Wednesday, November 27, 2013

Murder? The "Good Timin'" Defense

I've always believed in coincidences. Even though I've had plenty of friends who've said there's no such thing. Which is a coincidence, because I knew they were going to say that.

Of course there's coincidences! If a man is riding a horse in California and another man is hiding a horse in Siberia, that's a coincidence. Only if it's the same horse is it not a coincidence.

Because coincidence is a real thing, right there's your defense against a murder charge. My topic for the day.

I was just reading the murder news in the paper, and realized these are the guys who get all the press, all the great attention. We pay more attention to the aftermath of an apparent murder than anything else. A guy supposedly kills his wife because she's in terrible health, a guy supposedly snaps and kills his four friends and an infant, or a guy supposedly commits mass murder in a bus station, airport, theater, mall, church, school, grocery store, parade, or anywhere else people gather in numbers above 10, and that's all we can think of.

With the supposed murder comes the long hard slog through the legal system, because, and I support this, even if a million people saw him do it, he only "allegedly" did it. I'm actually a stickler for this. Even as a kid I liked that sense of innocence before declaring him guilty. Even if he shot at me and I saw the bullet coming through the air straight between my eyes, my last thought would be, "He's only allegedly doing that to me. There could be all kinds of extenuating circumstances. Maybe he didn't mean to shoot. It could be a weird trigger. Maybe he was cleaning the gun. Maybe he saw Sasquatch behind me and missed.
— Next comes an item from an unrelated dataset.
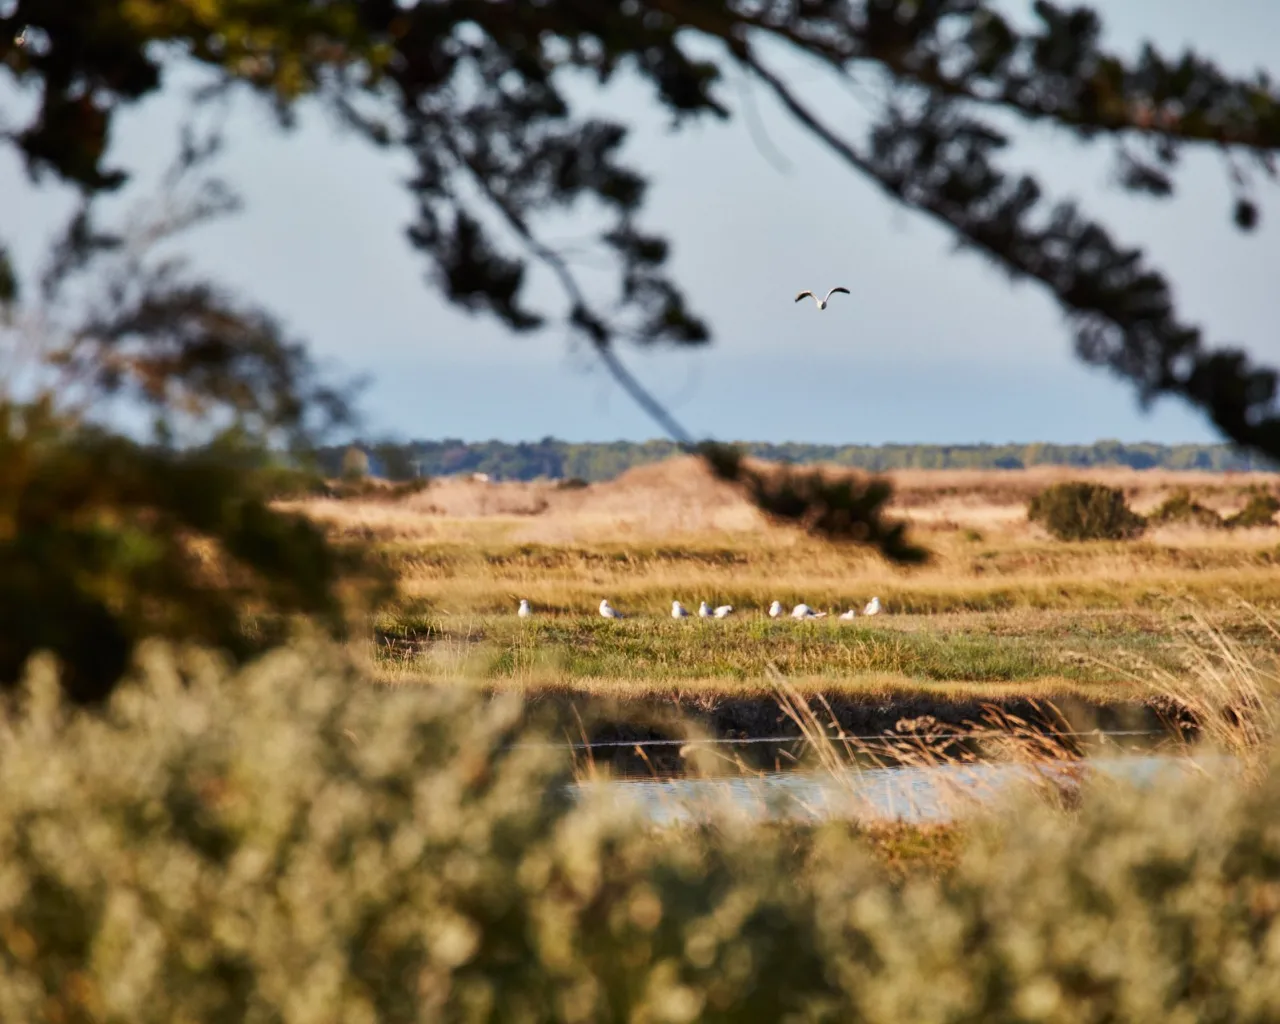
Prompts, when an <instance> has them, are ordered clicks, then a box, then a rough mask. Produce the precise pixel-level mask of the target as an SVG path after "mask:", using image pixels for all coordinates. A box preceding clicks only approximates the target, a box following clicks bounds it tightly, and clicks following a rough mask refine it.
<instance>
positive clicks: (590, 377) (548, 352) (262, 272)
mask: <svg viewBox="0 0 1280 1024" xmlns="http://www.w3.org/2000/svg"><path fill="white" fill-rule="evenodd" d="M1102 8H1103V12H1105V17H1106V19H1107V23H1108V40H1110V41H1112V42H1114V45H1116V46H1119V47H1120V49H1123V50H1124V51H1126V52H1132V51H1133V50H1134V49H1135V47H1137V44H1138V41H1139V40H1140V38H1143V37H1149V38H1152V40H1153V41H1156V42H1157V44H1160V45H1161V46H1162V47H1165V49H1166V50H1170V49H1176V47H1180V46H1181V45H1184V44H1187V42H1192V41H1194V45H1196V46H1197V47H1198V49H1199V50H1202V51H1203V52H1204V54H1207V55H1211V56H1213V58H1216V59H1219V60H1221V61H1222V63H1224V64H1225V65H1226V67H1228V68H1229V69H1233V70H1240V72H1249V70H1253V69H1256V68H1258V67H1267V64H1268V61H1270V65H1271V70H1272V72H1275V73H1280V68H1277V67H1276V56H1275V41H1276V40H1280V4H1262V3H1258V0H1220V3H1217V4H1213V5H1207V4H1203V1H1202V0H1115V3H1107V4H1103V5H1102ZM774 60H776V64H777V67H782V68H790V69H794V76H792V81H794V82H797V83H800V87H801V88H803V91H804V93H805V96H808V97H809V99H810V100H813V101H814V102H818V104H823V105H824V106H826V108H827V109H828V110H829V111H831V114H832V116H833V118H835V119H837V120H840V119H841V118H844V119H845V123H847V124H850V125H856V124H860V123H861V119H864V118H865V108H863V106H861V104H860V101H859V100H858V97H856V95H850V92H849V91H846V90H844V88H841V87H838V86H833V84H829V83H826V82H824V81H823V77H822V76H820V74H819V73H818V72H817V70H814V69H809V68H806V67H804V65H801V64H800V63H799V59H797V58H795V56H790V58H788V56H786V55H778V56H776V58H774ZM753 93H754V97H755V99H754V105H755V108H756V110H758V113H759V120H760V122H762V123H763V131H764V133H765V134H767V137H768V140H769V145H771V147H773V148H777V150H778V151H781V152H783V154H785V155H786V160H787V161H788V164H790V169H788V170H786V172H780V170H778V169H777V168H776V166H774V165H773V164H772V163H771V161H769V159H767V156H765V155H763V154H762V151H760V147H759V143H758V141H756V140H755V138H754V137H753V133H751V132H750V131H749V128H748V124H746V122H745V120H744V119H742V118H741V116H740V118H736V119H735V120H733V122H732V123H730V124H728V125H719V124H712V123H707V124H705V125H701V127H692V128H686V129H684V131H681V132H678V133H671V132H668V131H667V128H666V122H664V119H663V118H662V116H660V115H659V114H658V111H657V110H655V109H654V108H653V106H652V105H650V104H649V102H648V95H649V93H648V92H646V91H645V90H644V88H641V87H637V86H636V84H635V83H631V82H623V83H620V84H618V86H616V87H613V88H611V90H609V91H608V92H605V93H600V92H596V91H595V90H594V87H585V88H582V90H579V92H577V95H579V96H580V97H581V99H582V100H584V101H585V102H586V105H589V106H590V108H593V109H596V110H602V111H608V113H612V114H613V115H614V116H618V118H622V119H625V120H628V122H632V123H634V124H635V131H634V134H632V137H631V140H630V143H628V148H630V152H631V154H632V155H634V157H635V160H636V163H637V164H640V165H641V166H643V168H645V169H646V170H648V172H650V173H652V175H653V188H652V192H650V200H649V204H648V209H646V214H645V224H646V227H649V228H652V229H657V230H660V232H666V233H667V236H668V237H669V238H671V239H672V242H673V247H675V255H673V269H675V273H676V274H677V275H678V279H680V280H681V283H682V284H684V287H685V288H686V293H687V294H689V296H690V298H691V302H692V305H694V307H695V308H696V310H699V311H701V312H704V314H705V315H707V316H708V319H709V320H710V324H712V328H713V332H714V335H716V338H714V343H713V344H712V346H710V347H709V348H707V349H703V351H699V352H696V353H691V352H677V351H672V349H659V351H654V352H645V353H639V352H628V353H627V357H628V362H630V365H631V366H632V367H634V369H635V371H636V374H637V375H639V376H640V378H641V379H643V380H644V381H645V383H646V384H648V385H649V387H652V389H653V390H654V392H655V393H657V394H658V396H659V397H660V398H662V399H664V401H666V402H668V403H669V406H671V408H672V410H673V411H675V412H676V413H677V416H680V417H681V419H682V420H684V421H685V424H686V426H689V428H690V429H691V430H692V431H694V433H695V434H700V435H713V436H716V438H721V439H753V440H776V442H782V440H808V442H831V443H841V442H847V443H882V442H925V443H969V442H1006V440H1028V442H1029V440H1053V442H1092V440H1096V439H1100V438H1108V436H1114V438H1120V439H1124V440H1161V442H1178V440H1213V439H1216V436H1215V434H1213V433H1212V430H1211V429H1210V428H1208V426H1206V425H1204V424H1203V421H1202V419H1201V417H1199V416H1198V415H1196V413H1194V412H1192V411H1189V410H1188V408H1185V407H1184V406H1181V404H1179V403H1176V402H1162V403H1160V404H1157V406H1156V408H1155V411H1153V412H1152V413H1149V415H1143V413H1142V412H1140V411H1139V410H1138V408H1137V403H1135V399H1134V398H1133V392H1132V389H1130V388H1129V387H1128V385H1125V384H1121V383H1119V381H1115V380H1112V379H1111V378H1110V376H1108V375H1107V374H1105V372H1102V371H1097V370H1091V369H1087V367H1084V366H1083V365H1080V364H1078V362H1076V361H1075V358H1074V356H1073V355H1071V343H1070V337H1069V333H1068V330H1066V328H1065V325H1064V323H1062V320H1061V317H1060V315H1059V314H1057V311H1056V307H1055V306H1053V305H1052V303H1051V302H1050V301H1048V298H1046V297H1044V296H1043V294H1042V293H1041V292H1039V291H1037V289H1036V288H1033V287H1032V285H1020V287H1016V288H1014V287H1010V284H1009V282H1007V279H1006V278H1004V276H1002V275H1001V274H1000V273H998V271H996V270H995V269H993V268H991V266H989V265H987V264H986V262H984V261H983V260H980V259H979V257H977V256H974V255H968V253H952V251H951V244H950V242H948V239H947V238H946V237H945V236H943V233H942V232H941V230H940V229H937V228H934V227H933V225H932V224H929V223H928V221H925V220H924V219H922V218H919V216H915V215H913V214H909V212H906V211H904V210H900V209H896V207H893V206H891V205H888V204H887V202H886V201H884V200H883V198H881V196H879V195H878V193H877V192H876V191H874V189H873V188H872V187H870V186H869V184H868V183H867V182H864V180H863V179H860V178H858V177H856V175H855V174H854V173H852V172H850V170H846V169H845V168H844V166H842V165H840V164H838V163H837V161H836V160H835V159H832V157H831V156H828V155H827V154H826V152H824V151H823V150H822V148H820V146H819V145H818V143H815V142H813V141H810V140H809V138H806V137H805V134H804V133H803V132H801V131H800V129H797V128H794V127H792V125H791V124H790V123H788V122H787V119H786V116H785V115H783V114H782V113H781V111H780V110H778V109H777V108H776V106H774V105H773V104H772V102H771V101H769V100H768V99H767V97H765V96H764V93H763V92H762V91H760V90H754V91H753ZM724 97H726V100H728V101H730V102H731V104H732V105H733V106H735V109H736V110H741V109H742V92H741V90H739V88H737V87H736V86H731V87H728V88H727V90H726V91H724ZM5 101H6V104H8V102H10V100H9V97H5ZM179 110H180V102H179V101H178V100H177V97H174V96H170V97H169V99H161V100H157V101H151V102H148V104H146V105H145V106H142V108H140V109H138V110H137V111H136V113H129V114H128V115H125V118H124V119H123V120H122V122H120V125H119V131H118V136H116V138H115V147H114V152H115V154H116V157H118V160H119V161H122V163H124V164H127V165H131V166H141V168H155V166H157V165H159V164H160V163H161V161H163V160H164V159H165V157H166V156H168V155H169V154H170V152H172V147H173V142H174V140H175V124H177V116H178V113H179ZM1055 138H1057V136H1055V133H1053V132H1051V131H1047V129H1034V131H1032V132H1024V133H1023V136H1021V140H1023V141H1021V142H1020V143H1019V145H1018V146H1016V147H1014V150H1012V152H1011V154H1010V157H1009V159H1010V161H1011V163H1016V164H1019V165H1021V166H1027V168H1029V169H1033V170H1036V172H1038V173H1042V174H1043V179H1044V182H1046V184H1047V186H1048V191H1050V192H1051V193H1053V195H1055V196H1056V197H1068V196H1074V197H1076V198H1079V200H1082V201H1083V204H1084V206H1085V209H1087V211H1089V212H1092V214H1093V215H1096V216H1098V218H1101V219H1102V220H1103V221H1105V223H1107V224H1108V225H1110V227H1111V228H1112V230H1114V233H1115V234H1116V237H1119V238H1120V239H1121V241H1126V242H1142V243H1144V244H1146V246H1147V247H1148V255H1149V256H1151V257H1152V259H1153V261H1155V262H1156V264H1157V265H1158V266H1160V268H1161V269H1164V270H1165V271H1166V273H1169V274H1170V275H1171V278H1172V280H1174V282H1175V284H1176V287H1178V298H1179V302H1180V306H1181V310H1183V312H1184V316H1185V317H1187V319H1189V320H1193V321H1198V323H1201V324H1207V325H1208V326H1210V329H1211V335H1212V338H1213V340H1215V342H1217V343H1228V342H1234V343H1243V344H1244V346H1245V347H1248V348H1249V351H1251V352H1252V353H1253V355H1254V356H1257V357H1258V358H1263V360H1267V361H1271V362H1280V338H1277V334H1276V332H1275V329H1274V323H1275V314H1276V311H1277V302H1276V297H1275V296H1276V292H1275V280H1276V266H1280V223H1277V221H1280V201H1277V192H1276V188H1275V187H1272V186H1263V188H1262V193H1261V198H1262V205H1263V225H1262V229H1261V230H1260V232H1258V233H1256V234H1253V236H1242V234H1240V233H1238V232H1236V230H1234V229H1233V228H1231V227H1230V224H1229V212H1230V198H1231V197H1230V191H1229V187H1228V183H1226V177H1225V174H1224V172H1222V168H1221V163H1220V160H1219V159H1217V157H1216V156H1215V155H1212V154H1202V155H1197V156H1193V157H1189V159H1188V160H1187V161H1185V164H1184V166H1183V170H1181V177H1180V195H1179V197H1178V198H1176V200H1175V201H1172V202H1155V201H1143V200H1139V198H1135V197H1132V196H1126V195H1123V193H1120V192H1119V191H1117V189H1115V188H1114V187H1111V186H1110V184H1108V173H1110V168H1111V161H1110V150H1108V148H1107V147H1097V148H1096V150H1092V151H1087V150H1080V148H1079V147H1078V146H1075V145H1074V143H1073V142H1070V141H1057V142H1055ZM229 143H230V145H229V147H228V152H227V155H225V157H224V160H223V168H221V169H223V172H224V173H225V174H227V175H228V177H229V178H230V179H232V180H233V182H236V183H237V186H238V188H239V191H241V193H242V195H243V197H244V200H246V209H244V211H243V212H242V214H239V215H238V216H237V218H234V219H232V220H228V221H225V223H221V224H218V225H214V227H210V228H206V229H202V230H201V233H200V234H198V236H192V238H191V241H189V246H188V248H189V251H191V252H192V255H193V256H195V257H196V259H197V260H198V262H200V264H201V265H202V266H205V268H207V269H209V270H210V271H212V273H214V274H216V275H218V276H219V278H221V279H224V280H227V282H229V283H232V284H234V285H238V287H242V288H243V289H244V292H246V293H247V294H251V296H253V297H255V298H256V300H259V301H261V302H262V303H265V305H266V306H269V307H270V308H273V310H274V311H276V312H278V314H279V315H280V316H282V319H283V320H284V321H285V324H287V325H288V326H289V328H291V330H292V332H294V333H296V334H298V335H300V337H303V338H307V339H310V342H311V343H312V347H314V351H315V352H316V353H317V355H319V356H321V357H323V358H324V360H325V361H329V362H332V364H334V365H337V366H342V367H344V369H347V370H349V371H352V372H360V374H367V375H369V376H370V378H371V380H372V383H371V387H370V388H369V389H367V390H366V392H365V397H364V401H362V410H364V412H365V416H366V424H367V428H369V430H367V433H383V431H385V433H394V434H397V435H399V436H404V438H410V436H412V438H438V436H444V435H449V436H463V438H468V439H485V438H502V439H509V440H515V439H534V438H540V436H544V435H548V434H553V435H557V436H562V438H567V439H572V440H603V439H614V438H648V436H654V435H655V434H657V430H655V428H654V426H653V425H652V424H650V422H649V421H648V420H646V419H645V417H644V415H643V413H641V412H640V411H639V410H636V408H635V407H634V406H632V404H631V403H630V401H628V399H627V398H626V397H625V396H623V394H622V393H620V392H618V390H617V389H616V388H614V387H613V384H612V383H609V381H608V379H607V378H605V375H604V374H603V372H602V371H599V370H598V369H595V367H594V364H593V361H591V358H590V356H589V353H586V352H582V351H577V352H575V351H572V349H571V348H570V347H568V346H567V344H566V340H564V337H563V333H562V332H559V330H556V332H548V333H544V334H534V335H520V337H515V335H511V334H508V333H506V332H504V330H503V329H502V328H500V326H499V325H498V324H495V323H493V321H490V320H488V319H484V317H471V316H467V315H466V314H463V312H460V311H457V310H453V308H451V307H449V306H448V305H445V303H444V302H443V301H440V300H439V298H438V297H436V296H435V294H434V293H433V292H431V291H430V289H429V288H428V285H426V284H425V278H424V271H425V266H424V262H422V261H421V260H420V259H419V257H417V255H416V253H413V252H412V251H411V250H410V247H408V244H407V243H406V242H404V236H403V228H404V225H406V224H407V221H408V219H410V214H411V204H410V198H408V195H407V192H406V191H404V189H403V187H402V184H401V183H402V182H403V179H404V178H406V177H407V174H408V170H410V169H408V164H407V161H406V160H404V159H403V157H399V156H397V155H394V154H385V152H375V151H371V150H370V148H367V147H366V146H364V145H362V143H360V142H358V141H357V140H355V138H351V137H346V136H343V134H339V133H337V132H335V131H334V129H333V128H332V125H330V124H329V123H328V122H326V119H325V118H324V116H323V115H321V114H320V113H319V111H317V110H314V109H312V110H308V111H305V114H303V118H302V127H301V129H300V131H298V132H296V133H294V134H292V136H280V134H279V133H278V132H276V131H275V129H274V128H273V127H271V123H270V119H269V116H268V114H266V113H265V111H264V110H262V109H261V108H260V106H259V105H256V104H253V102H251V101H248V99H247V97H244V99H242V100H241V101H239V102H237V105H236V113H234V115H233V118H232V120H230V132H229ZM15 188H23V192H20V193H18V192H14V191H13V189H15ZM0 195H23V196H24V197H29V192H27V191H26V188H24V183H23V180H22V173H20V169H19V166H18V163H17V160H15V159H14V157H13V156H12V154H8V152H4V154H3V155H0ZM64 205H65V196H61V195H59V193H58V191H56V189H54V191H52V192H46V193H45V195H44V196H41V197H40V200H38V201H32V202H28V201H27V200H26V198H24V201H23V202H22V204H20V205H19V206H18V209H13V205H10V204H6V206H9V211H8V212H9V215H10V218H9V221H8V223H6V224H5V225H4V232H5V234H6V237H8V238H10V239H12V241H14V242H15V247H17V250H18V252H19V256H20V257H23V259H29V257H31V256H32V255H35V253H36V252H37V251H38V248H40V243H41V241H42V238H44V236H45V233H46V232H47V230H49V228H50V225H51V224H52V223H54V216H55V214H56V210H59V209H61V207H64ZM535 280H536V284H538V289H536V292H535V294H536V296H538V297H539V298H550V300H558V294H557V293H556V291H554V289H553V288H552V287H550V285H549V283H548V282H545V280H544V279H541V278H540V276H538V278H535ZM836 283H844V284H847V285H849V287H850V289H851V291H852V296H851V297H837V298H836V301H835V302H833V303H832V307H831V308H829V310H827V311H826V312H823V314H818V312H817V311H815V310H814V308H813V306H812V305H804V306H794V305H792V301H791V300H792V297H794V294H795V292H796V291H799V289H800V288H806V287H813V288H823V289H826V288H827V287H829V285H832V284H836ZM841 300H844V302H841Z"/></svg>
Or it's a simple case of temporary insanity." Then after death, if I had the power to think one more thought, it'd be, "Maybe I died just before the bullet hit me, therefore exonerating the guy from murder, with the charge being at most desecration of a corpse."

It could happen to one single "victim." You were going to die anyway just before the bullet reached you. And it could happen to 1,000. Right down the line the alleged murderer goes, with all 1,000 of his supposed victims dying by natural causes just before the bullet got there.
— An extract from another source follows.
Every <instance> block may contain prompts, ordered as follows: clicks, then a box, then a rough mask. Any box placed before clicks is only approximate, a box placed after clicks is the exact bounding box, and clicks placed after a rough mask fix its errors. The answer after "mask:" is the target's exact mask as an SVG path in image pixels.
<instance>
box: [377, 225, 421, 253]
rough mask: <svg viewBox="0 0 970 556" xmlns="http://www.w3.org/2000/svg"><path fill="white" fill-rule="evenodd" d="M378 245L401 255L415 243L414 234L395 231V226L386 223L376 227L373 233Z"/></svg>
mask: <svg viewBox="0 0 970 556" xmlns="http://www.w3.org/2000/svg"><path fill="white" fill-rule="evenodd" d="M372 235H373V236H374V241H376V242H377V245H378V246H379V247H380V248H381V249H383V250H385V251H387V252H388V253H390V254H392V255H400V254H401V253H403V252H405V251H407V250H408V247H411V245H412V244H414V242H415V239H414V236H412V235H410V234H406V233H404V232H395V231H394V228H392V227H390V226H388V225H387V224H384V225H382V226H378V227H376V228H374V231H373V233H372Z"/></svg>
Therefore, that's a good defense. Which I'm calling the "Good Timin'" defense, after the old Jimmy Jones song (1960). The way I remember it is it asks the question, "What would've happened if you and I hadn't just happened to meet?" A great question. But as it turned out, "We had timin', a tick, a tick, a tick a, good timin', a tock, a tock, a tock, a tock a, timin' is a thing it's true, good timin' brought me to you!"

So there you are, the alleged murderer, with the only friend you have in the world, your public defender, suggesting that it was a matter of "Good Timin'" that your supposed victims all dropped dead. It was a coincidence, each person beating the bullet by a fraction of a second, thereby exonerating you completely ... or, again, reducing your charge to the desecration of one or many corpses.